The day that gets rolling is the end of web 2.0 social media as we know it.
A huge stepping stone would be to give users a better understanding of how the fediverse actually works. I’m a tech guy and I was pretty confused the first week I joined. I think most people here are tech people.
I don’t know what the solution to this problem is, but I believe it would lead to a much more consistent stream of newcomers.
Reddit grew alot when it got known that they did AMAs with celebrities and world leaders. All the tabloids would report on it.
It's difficult for Lemmy or even Reddit to repeat that without having someone in a paid full-time position to arrange and facilitate the interview.
Another thing is the size of the userbase. It got to the point that the sources for specific news were on Reddit, making it the first to have details on the stories, so it was often referenced in actual news outlets.
Reddit got there slowly but surely. What will help here is just making an attractive product that works, there's still a lot of bugs for developers to fix. As you user you can help by submitting content.
I think better integration with peertube would help. Videos are very popular on reddit and they require a lot of resources for an instances to host its own.
Ultimately I think it's sort of like Python and C#. Python got big by being easy to use, with great community management, and it took decades to reach its peak of popularity. C# got big because Microsoft threw a ton of money at people to use it. Of the two, Python's popularity seems to be lasting longer.
I suspect this will be the case for all the new sites and protocols popping up in The Web 2.0 Crash, or whatever the history books call it. We'll see a few sites like TikTok and Threads that "buy their friends", get a ton of overnight popularity and then fade away, and we'll get a few "institutions" that take their time building healthy communities over tens of years. ActivityPub didn't wow me with Mastodon but I'm pleasantly surprised by Lemmy, so maybe the Fediverse will be one of those institutions... but personally I still think there's room in the market for RSS to make a comeback.

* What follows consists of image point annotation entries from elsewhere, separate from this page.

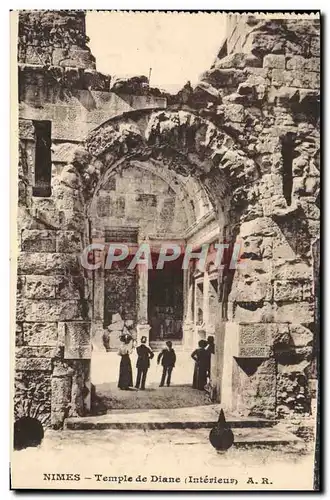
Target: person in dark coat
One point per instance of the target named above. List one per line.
(125, 369)
(168, 358)
(145, 354)
(210, 349)
(201, 358)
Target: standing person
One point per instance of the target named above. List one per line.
(200, 356)
(145, 354)
(125, 369)
(168, 358)
(210, 349)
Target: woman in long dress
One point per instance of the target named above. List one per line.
(200, 356)
(125, 369)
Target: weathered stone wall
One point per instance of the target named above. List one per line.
(265, 93)
(138, 197)
(249, 133)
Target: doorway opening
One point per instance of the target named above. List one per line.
(165, 302)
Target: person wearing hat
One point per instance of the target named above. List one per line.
(201, 358)
(125, 369)
(145, 354)
(168, 358)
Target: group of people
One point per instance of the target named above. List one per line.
(202, 358)
(167, 358)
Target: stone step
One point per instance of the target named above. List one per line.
(178, 418)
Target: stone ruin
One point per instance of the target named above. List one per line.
(240, 149)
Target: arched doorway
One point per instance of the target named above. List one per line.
(145, 203)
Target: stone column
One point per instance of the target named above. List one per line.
(206, 286)
(142, 326)
(98, 306)
(188, 325)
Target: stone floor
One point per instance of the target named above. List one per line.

What I think lemmy needs 1 it needs to feel like a website to the user 2 single login you join and automatically get put on a server that isn't overloaded 3 search you need to be able to search for any sub you want right on the app 4 this is something that a user wont see but is important for them a unified system of raising money for instances
One thing I've also seen people mention that could help is weighting the hot and active algorithms to prioritize smaller communities on the home feed. I remember that Reddit's algorithm did that and it made it significantly easier to see content from communities that weren't just the largest memes and news communities.